Dominus, de Tom Fox: “O que significará a vinda deste estranho, e será que ela conduzirá ao fim dos dias? A catedral do Vaticano tem a sua lotação completamente esgotada, num dia em que o Papa Gregório XVII celebra uma missa. Um estranho encapuzado dirige-se rápida e temerariamente na direção do altar e ordena ao Papa, que depende de uma cadeira de rodas para se movimentar, que se erga. O Papa ergue-se.O milagre deixa o mundo siderado. Quem é este estranho?À medida que mais milagres têm lugar e que o Vaticano se recolhe e encerra as suas portas ao mundo por questões de segurança, a agente policial Gabriella Fierro e o jornalista Alexander Trecchio embarcam numa investigação perigosa para encontrar uma explicação que acalme uma nação que se encontra à beira da histeria.”

Ensaio Sobre a Cegueira, de Saramago: Um dos meus livros preferidos de todo o sempre, e que vale sempre a pena ler de novo – “Um homem fica cego, inexplicavelmente, quando se encontra no seu carro no meio do trânsito. A cegueira alastra como «um rastilho de pólvora». Uma cegueira coletiva”.
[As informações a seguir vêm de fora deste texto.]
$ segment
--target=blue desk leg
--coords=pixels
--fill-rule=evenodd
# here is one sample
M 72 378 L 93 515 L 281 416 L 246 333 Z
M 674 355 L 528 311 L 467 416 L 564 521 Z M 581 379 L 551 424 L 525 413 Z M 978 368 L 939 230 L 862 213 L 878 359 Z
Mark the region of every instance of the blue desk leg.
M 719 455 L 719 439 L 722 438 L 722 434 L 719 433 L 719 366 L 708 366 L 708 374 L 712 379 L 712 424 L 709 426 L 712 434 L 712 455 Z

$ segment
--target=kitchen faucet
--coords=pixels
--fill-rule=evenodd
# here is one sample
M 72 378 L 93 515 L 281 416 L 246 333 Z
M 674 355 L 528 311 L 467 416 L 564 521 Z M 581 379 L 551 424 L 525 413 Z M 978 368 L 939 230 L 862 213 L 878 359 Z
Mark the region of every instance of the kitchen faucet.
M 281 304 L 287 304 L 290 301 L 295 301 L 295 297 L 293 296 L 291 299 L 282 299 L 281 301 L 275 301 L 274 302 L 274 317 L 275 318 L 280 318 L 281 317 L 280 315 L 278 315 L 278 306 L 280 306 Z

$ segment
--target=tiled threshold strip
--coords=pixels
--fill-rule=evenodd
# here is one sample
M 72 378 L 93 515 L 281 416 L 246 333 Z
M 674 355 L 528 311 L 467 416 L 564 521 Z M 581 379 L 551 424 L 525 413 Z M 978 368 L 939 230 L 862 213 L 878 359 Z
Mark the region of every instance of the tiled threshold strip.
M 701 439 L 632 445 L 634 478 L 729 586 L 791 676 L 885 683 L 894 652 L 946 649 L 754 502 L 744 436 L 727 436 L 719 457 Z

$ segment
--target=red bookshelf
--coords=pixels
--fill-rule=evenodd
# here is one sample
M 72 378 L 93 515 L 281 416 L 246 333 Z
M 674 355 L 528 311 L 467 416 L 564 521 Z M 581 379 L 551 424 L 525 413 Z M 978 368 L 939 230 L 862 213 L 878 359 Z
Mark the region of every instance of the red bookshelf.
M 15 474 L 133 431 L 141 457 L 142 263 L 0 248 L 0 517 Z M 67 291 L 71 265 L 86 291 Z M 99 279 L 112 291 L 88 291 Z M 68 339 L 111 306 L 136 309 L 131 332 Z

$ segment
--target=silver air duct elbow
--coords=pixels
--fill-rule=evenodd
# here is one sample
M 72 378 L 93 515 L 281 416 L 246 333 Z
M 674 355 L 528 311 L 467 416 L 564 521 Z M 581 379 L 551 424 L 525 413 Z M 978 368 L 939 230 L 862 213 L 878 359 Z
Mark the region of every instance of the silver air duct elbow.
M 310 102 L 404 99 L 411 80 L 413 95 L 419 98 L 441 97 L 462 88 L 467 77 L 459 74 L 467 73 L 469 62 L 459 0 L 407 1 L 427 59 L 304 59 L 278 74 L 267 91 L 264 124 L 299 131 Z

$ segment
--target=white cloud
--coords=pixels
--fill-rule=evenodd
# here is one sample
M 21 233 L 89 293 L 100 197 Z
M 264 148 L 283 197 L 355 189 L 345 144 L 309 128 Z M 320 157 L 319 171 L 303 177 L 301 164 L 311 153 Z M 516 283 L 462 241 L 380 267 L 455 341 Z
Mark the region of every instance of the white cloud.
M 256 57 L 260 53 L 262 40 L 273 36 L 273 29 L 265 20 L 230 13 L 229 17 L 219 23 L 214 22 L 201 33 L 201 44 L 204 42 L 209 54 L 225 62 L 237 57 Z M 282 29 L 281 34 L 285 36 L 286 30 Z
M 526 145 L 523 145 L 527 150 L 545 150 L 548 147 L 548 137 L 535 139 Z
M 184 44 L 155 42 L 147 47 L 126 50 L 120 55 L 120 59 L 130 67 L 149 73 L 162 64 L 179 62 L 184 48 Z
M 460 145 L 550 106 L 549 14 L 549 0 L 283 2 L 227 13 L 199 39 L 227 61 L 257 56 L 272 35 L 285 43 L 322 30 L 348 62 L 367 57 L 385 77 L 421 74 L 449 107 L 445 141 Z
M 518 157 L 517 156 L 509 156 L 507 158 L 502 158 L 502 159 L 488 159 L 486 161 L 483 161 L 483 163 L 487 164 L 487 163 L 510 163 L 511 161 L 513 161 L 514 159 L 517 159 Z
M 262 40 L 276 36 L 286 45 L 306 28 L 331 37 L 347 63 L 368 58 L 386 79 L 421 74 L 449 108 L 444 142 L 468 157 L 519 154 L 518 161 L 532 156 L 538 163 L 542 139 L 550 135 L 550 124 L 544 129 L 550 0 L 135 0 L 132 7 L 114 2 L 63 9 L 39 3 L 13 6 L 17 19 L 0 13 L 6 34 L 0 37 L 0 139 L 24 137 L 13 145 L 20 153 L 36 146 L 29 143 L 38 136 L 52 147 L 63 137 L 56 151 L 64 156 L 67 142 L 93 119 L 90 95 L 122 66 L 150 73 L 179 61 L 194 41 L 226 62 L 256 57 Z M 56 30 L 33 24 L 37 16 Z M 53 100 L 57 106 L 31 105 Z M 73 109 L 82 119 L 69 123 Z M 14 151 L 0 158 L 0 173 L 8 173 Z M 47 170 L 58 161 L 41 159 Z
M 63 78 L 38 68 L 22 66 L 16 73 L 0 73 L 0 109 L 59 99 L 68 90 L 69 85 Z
Divergente, de Veronica Roth: “Na Chicago distópica de Beatrice Prior, a sociedade está dividida em cinco fações, cada uma delas destinada a cultivar uma virtude específica: Cândidos (a sinceridade), Abnegados (o altruísmo), Intrépidos (a coragem), Cordiais (a amizade) e Eruditos (a inteligência). Numa cerimónia anual, todos os jovens de 16 anos devem decidir a fação a que irão pertencer para o resto das suas vidas. Para Beatrice, a escolha é entre ficar com a sua família… e ser quem realmente é. A sua decisão irá surpreender todos, inclusive a própria jovem. Durante o competitivo processo de iniciação que se segue, Beatrice decide mudar o nome para Tris e procura descobrir quem são os seus verdadeiros amigos, ao mesmo tempo que se enamora por um rapaz misterioso, que umas vezes a fascina e outras a enfurece. No entanto, Tris também tem um segredo, que nunca contou a ninguém porque poderia colocar a sua vida em perigo. Quando descobre um conflito que ameaça devastar a aparentemente perfeita sociedade em que vive, percebe que o seu segredo pode ser a chave para salvar aqueles que ama… ou acabar por destruí-la.”